LAWS(KER)-1964-7-53

MOIDEEN HAJI Vs. KADIR

Decided On July 28, 1964
MOIDEEN HAJI Appellant
V/S
KADIR Respondents

JUDGEMENT

(1.) A short question relating to easements is raised in this second appeal, The concurrent findings of the lower courts regarding facts have to be accepted; but the legal consequences of those findings have to be carefully scrutinised.

(2.) Ext. P. 1 is the plan prepared by the commissioner and Ext. P. 2 is his report. The A schedule property shown in Ext. P. 1 belongs to the plaintiff and he has a house thereon facing east. The B schedule property lying to the east of the A schedule belongs to the 1st defendant and defendants 2 and 3 are living in the house shown thereon. The property lying to the north of the A schedule belongs to the plaintiff's wife and the property on the west of the A schedule belongs to a third party. The plaintiff's suit was for declaration of a right of easement of way across the B schedule to the panchayat road on the east. The plaintiff has a gate on his eastern compound wall and there is a bridge across the canal shown in the schedule. Thus the way leads to the panchayat road. Both the lower courts have decreed the suit for declaration and have also granted an injunction against the defendants not to interfere with the use of the way by the plaintiff. The lower courts have held that the plaintiff has perfected a right of easement of way both by prescription and as an easement of necessity. Hence the second appeal by the 1st defendant.

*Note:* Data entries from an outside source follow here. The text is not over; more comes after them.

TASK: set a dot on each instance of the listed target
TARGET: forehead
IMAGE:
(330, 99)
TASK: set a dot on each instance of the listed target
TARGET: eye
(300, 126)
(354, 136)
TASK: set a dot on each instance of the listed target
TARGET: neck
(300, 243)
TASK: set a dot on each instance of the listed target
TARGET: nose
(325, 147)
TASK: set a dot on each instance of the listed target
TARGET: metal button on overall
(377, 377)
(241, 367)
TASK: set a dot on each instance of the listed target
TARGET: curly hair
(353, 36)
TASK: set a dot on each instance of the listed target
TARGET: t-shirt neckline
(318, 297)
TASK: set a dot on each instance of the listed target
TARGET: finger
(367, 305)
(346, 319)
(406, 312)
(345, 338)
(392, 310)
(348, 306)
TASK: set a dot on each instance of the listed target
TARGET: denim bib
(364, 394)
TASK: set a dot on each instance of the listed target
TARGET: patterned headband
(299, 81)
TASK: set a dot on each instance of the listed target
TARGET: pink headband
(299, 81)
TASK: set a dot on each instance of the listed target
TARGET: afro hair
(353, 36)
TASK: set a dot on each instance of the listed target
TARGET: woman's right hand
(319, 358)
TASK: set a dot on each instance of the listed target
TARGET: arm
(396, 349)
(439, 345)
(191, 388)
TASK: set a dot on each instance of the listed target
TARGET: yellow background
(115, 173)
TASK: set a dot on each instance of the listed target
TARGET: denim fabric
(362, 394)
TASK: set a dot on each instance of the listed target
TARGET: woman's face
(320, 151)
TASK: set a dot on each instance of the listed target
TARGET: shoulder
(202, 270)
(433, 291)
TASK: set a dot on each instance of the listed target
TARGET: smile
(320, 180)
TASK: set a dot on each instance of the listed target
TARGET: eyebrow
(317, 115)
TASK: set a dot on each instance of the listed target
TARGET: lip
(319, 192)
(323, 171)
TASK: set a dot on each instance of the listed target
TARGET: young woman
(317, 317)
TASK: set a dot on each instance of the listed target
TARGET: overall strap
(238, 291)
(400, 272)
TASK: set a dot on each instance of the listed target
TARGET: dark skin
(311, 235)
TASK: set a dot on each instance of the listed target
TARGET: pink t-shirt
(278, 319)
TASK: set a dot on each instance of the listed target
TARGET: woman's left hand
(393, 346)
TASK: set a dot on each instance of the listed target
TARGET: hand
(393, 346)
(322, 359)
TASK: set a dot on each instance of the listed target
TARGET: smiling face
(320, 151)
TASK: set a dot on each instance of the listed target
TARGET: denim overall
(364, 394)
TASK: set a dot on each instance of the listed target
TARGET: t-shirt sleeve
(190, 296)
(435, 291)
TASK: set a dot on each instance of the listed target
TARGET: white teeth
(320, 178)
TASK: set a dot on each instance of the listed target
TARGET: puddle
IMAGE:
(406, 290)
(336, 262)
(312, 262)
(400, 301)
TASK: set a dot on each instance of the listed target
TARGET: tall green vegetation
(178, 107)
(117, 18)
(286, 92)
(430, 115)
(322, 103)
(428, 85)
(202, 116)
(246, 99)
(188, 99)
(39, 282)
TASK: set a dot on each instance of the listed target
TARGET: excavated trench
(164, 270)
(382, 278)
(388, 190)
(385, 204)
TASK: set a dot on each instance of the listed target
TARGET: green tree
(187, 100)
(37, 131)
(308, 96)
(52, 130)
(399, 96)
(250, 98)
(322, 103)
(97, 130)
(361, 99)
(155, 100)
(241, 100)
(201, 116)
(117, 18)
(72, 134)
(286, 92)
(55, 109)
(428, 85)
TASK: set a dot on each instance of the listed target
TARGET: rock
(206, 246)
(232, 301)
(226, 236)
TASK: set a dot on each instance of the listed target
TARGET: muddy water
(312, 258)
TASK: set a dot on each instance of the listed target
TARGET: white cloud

(3.) The lower courts have found as a fact from the oral evidence as well as from the report of the commissioner that the alleged passage must have been used by the plaintiff and his predecessor for the last 30 to 35 years. They have also found that such user was as of right. Consequently, they have found that the plaintiff has perfected his easement by prescription. The finding of the courts below that the passage must have been used by the plaintiff and his predecessor for 30 to 35 years has to be accepted. Even so, the finding that such user was as of right cannot be sustained. One does not know whether the B schedule property was fenced during this period: it appears to be not. If the B schedule property was not fenced and if the plaintiff and his predecessor just used the passage without any objection from the owner of the B schedule property, it does not necessarily mean that the user was as of right; for , it is well known that the owners of properties in India are not so zealous of their ownership as in England; and therefore, the user of the passage across the B schedule might be even traced to a tacit consent given by its owner. In this connection it will be worth while to remember that the A schedule has outlets both on the west and on the north, though across other properties, which fact will be adverted to in more detail later. (Vide Narayana Shenoi v. Narayan Kunjan -- ILR 1956 TC 842 ).